Est-ce que les pouvoirs publics ont réfléchi à une aide aux familles des victimes ?
Tout à fait. Outre les démarches nécessaires en matière d’assurances des supporters, les pouvoirs publics seront toujours à côté des familles des victimes.
L’équipe nationale est appelée à disputer dans les prochains jours un match capital au Burkina Faso qualificatif à la Coupe du monde. Les pouvoirs publics ont-ils déjà réfléchi à une démarche concernant le transport des supporters vers Ouagadougou ?
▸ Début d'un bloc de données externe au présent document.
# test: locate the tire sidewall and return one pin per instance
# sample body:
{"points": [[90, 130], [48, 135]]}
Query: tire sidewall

Les supporters algériens désirant se déplacer à Ouagadougou pour soutenir l’équipe nationale le feront dans un cadre organisé avec l’assistance de professionnels du tourisme.
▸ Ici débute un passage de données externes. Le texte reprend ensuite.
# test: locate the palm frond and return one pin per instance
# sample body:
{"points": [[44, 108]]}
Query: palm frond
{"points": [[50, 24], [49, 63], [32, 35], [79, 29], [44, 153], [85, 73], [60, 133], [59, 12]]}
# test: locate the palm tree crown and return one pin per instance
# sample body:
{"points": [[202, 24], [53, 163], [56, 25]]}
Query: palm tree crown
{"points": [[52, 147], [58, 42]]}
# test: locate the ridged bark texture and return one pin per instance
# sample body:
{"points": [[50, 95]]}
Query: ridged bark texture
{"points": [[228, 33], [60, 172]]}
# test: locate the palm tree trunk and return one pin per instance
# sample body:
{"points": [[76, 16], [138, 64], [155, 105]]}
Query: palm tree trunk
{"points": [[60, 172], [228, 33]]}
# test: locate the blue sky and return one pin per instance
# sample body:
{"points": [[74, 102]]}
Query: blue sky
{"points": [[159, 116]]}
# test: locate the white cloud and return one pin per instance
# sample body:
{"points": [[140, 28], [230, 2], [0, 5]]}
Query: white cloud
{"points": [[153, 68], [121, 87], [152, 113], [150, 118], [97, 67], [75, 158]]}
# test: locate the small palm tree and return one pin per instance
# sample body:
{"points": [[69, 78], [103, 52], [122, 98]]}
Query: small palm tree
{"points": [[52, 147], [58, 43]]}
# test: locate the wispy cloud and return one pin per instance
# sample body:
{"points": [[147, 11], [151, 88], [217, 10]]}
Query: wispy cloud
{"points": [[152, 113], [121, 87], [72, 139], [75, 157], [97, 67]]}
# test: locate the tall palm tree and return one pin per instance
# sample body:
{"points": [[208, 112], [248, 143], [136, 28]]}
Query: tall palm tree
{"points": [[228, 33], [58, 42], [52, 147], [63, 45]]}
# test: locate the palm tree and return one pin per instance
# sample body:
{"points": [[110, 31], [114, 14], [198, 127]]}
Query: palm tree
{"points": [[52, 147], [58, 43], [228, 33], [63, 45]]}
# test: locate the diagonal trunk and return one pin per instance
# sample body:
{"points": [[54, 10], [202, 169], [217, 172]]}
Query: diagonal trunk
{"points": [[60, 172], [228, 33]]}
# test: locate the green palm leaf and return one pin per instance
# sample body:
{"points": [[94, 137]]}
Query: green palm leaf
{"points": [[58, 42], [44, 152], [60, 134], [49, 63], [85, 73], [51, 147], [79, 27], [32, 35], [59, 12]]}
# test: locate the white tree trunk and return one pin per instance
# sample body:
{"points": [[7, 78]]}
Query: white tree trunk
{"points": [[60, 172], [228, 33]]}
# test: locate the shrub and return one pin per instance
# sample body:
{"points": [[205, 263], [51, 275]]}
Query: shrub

Il n’est pas question qu’ils voyagent seuls dans ce cadre-là. Pas plus tard qu’hier (mardi, ndlr), nous avons organisé une réunion conjointe avec la FAF pour justement préparer le déplacement des supporters des Verts.
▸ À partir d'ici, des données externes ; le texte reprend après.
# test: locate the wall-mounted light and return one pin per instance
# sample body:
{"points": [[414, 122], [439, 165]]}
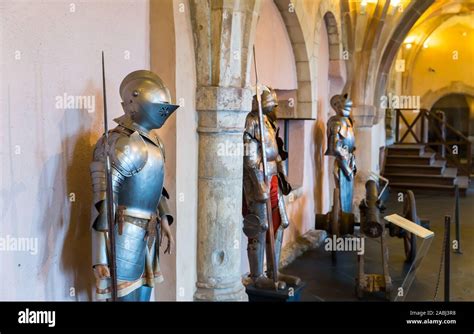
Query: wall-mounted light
{"points": [[394, 3]]}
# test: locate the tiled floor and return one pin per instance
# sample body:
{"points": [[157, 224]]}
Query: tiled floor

Nous savons déjà que nous avons droit à 1 000 places dans le stade. Nous privilégions l’option de vols spéciaux, le jour du match, avec retour dans la soirée de la rencontre.
Mais avec un billet d’avion qui avoisine les 60 000 DA, cela reste cher pour les simples supporters ?
Je peux vous certifier qu’un effort sera fait en ce qui concerne le prix du billet d’avion, ils seront revus à la baisse. De toute façon, nous allons bientôt communiquer à ce propos et expliquer toutes les démarches aux supporters.
Le Mondial, vous y croyez ?
Fermement, et je demande à tous les Algériens d’y croire et de soutenir les Verts contre le Burkina Faso.